The UN in a May 2021 report lamented in a May 2021 UN report: “With its limited operational and logistical capabilities, the joint force continues to face great difficulty in supplying its forces.” in military garrisons and undermining their morale,” he added, denouncing the lack of air means however “necessary.”
– Expanding cooperation –
Since then, political instability in member states has further curbed this slow dynamic, with a second coup in Mali in May 2021 and another in Burkina Faso in January.
The last major operation of the forces ended several months ago. On a smaller scale, also in the Three Borders region, Nigerian and Chadian forces mobilized in early February. But the Burkinabe refused, citing the situation in their country and the absence of orders from their hierarchy, according to diplomatic sources close to the joint force.

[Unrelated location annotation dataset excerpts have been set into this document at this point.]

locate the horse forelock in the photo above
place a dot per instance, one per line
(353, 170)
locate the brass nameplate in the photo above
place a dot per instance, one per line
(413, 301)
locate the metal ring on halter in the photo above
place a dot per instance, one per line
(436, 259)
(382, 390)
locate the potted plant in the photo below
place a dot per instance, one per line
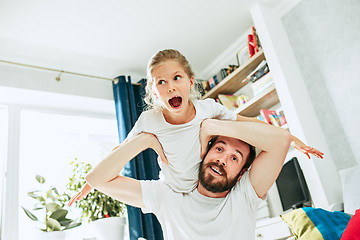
(50, 207)
(103, 212)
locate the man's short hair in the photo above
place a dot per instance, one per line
(249, 160)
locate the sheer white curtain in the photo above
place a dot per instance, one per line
(3, 146)
(48, 143)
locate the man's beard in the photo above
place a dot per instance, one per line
(215, 186)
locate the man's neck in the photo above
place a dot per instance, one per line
(207, 193)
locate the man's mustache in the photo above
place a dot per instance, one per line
(220, 166)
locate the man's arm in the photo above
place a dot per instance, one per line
(104, 176)
(295, 142)
(273, 141)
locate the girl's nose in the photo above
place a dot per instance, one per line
(171, 88)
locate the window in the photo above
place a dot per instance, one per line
(49, 142)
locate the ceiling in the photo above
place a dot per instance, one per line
(117, 37)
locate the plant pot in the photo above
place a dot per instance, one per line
(111, 228)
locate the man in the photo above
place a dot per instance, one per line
(224, 204)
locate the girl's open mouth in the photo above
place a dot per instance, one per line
(175, 102)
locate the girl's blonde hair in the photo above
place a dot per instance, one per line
(157, 59)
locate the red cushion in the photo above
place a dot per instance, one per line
(352, 231)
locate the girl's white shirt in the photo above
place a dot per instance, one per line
(181, 142)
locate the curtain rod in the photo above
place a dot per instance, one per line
(55, 70)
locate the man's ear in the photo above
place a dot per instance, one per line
(242, 172)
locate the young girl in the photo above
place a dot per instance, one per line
(175, 115)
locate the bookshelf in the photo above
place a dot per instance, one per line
(233, 82)
(265, 100)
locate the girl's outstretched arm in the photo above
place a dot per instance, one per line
(295, 142)
(143, 140)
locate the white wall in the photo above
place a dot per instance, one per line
(325, 37)
(42, 80)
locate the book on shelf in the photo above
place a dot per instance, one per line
(253, 42)
(228, 100)
(262, 84)
(257, 73)
(272, 117)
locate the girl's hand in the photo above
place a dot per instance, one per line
(205, 137)
(86, 189)
(300, 146)
(156, 146)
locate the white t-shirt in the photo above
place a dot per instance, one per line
(181, 142)
(194, 216)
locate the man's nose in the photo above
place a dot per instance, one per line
(221, 161)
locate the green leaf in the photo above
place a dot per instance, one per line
(55, 191)
(29, 214)
(72, 225)
(59, 214)
(53, 224)
(52, 207)
(50, 195)
(65, 222)
(40, 179)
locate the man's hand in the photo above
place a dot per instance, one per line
(300, 146)
(86, 189)
(157, 147)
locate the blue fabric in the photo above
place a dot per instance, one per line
(129, 105)
(330, 224)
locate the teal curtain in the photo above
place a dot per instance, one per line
(129, 105)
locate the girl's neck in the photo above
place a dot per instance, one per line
(186, 115)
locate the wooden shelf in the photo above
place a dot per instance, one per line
(264, 100)
(233, 82)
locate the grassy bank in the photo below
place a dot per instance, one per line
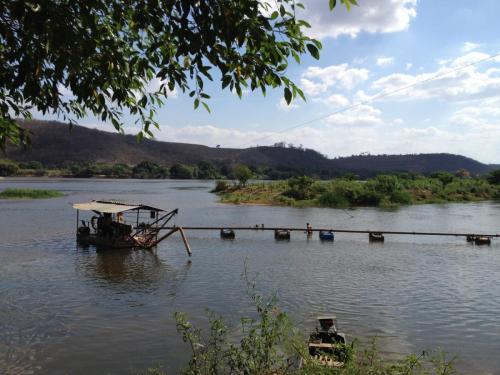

“Today’s joint force are actually operations by France, Nigerians and Chadians only on the Nigerian side of the three borders,” the latter summed up to AFP.
“We always have effective operations with Malians, Nigerians and Chadians. However, the current context is complicated by the transitional situation in Burkina Faso: a period of suspension, of uncertainty”, on his part, a source in the French presidency.
In the face of the new agreement, Paris has expressed its intention to expand regional cooperation.
“While the G5 Sahel remains an essential forum for coordinating efforts across the Sahel sector, the Accra Initiative, which brings together Burkina Faso, Côte d’Ivoire, Ghana, Togo and Benin, should become a framework of reference,” Macron said. Thursday.
“Not to create new regional structures, but to ensure that each country does its part and receives the bilateral support it needs from partners,” he said.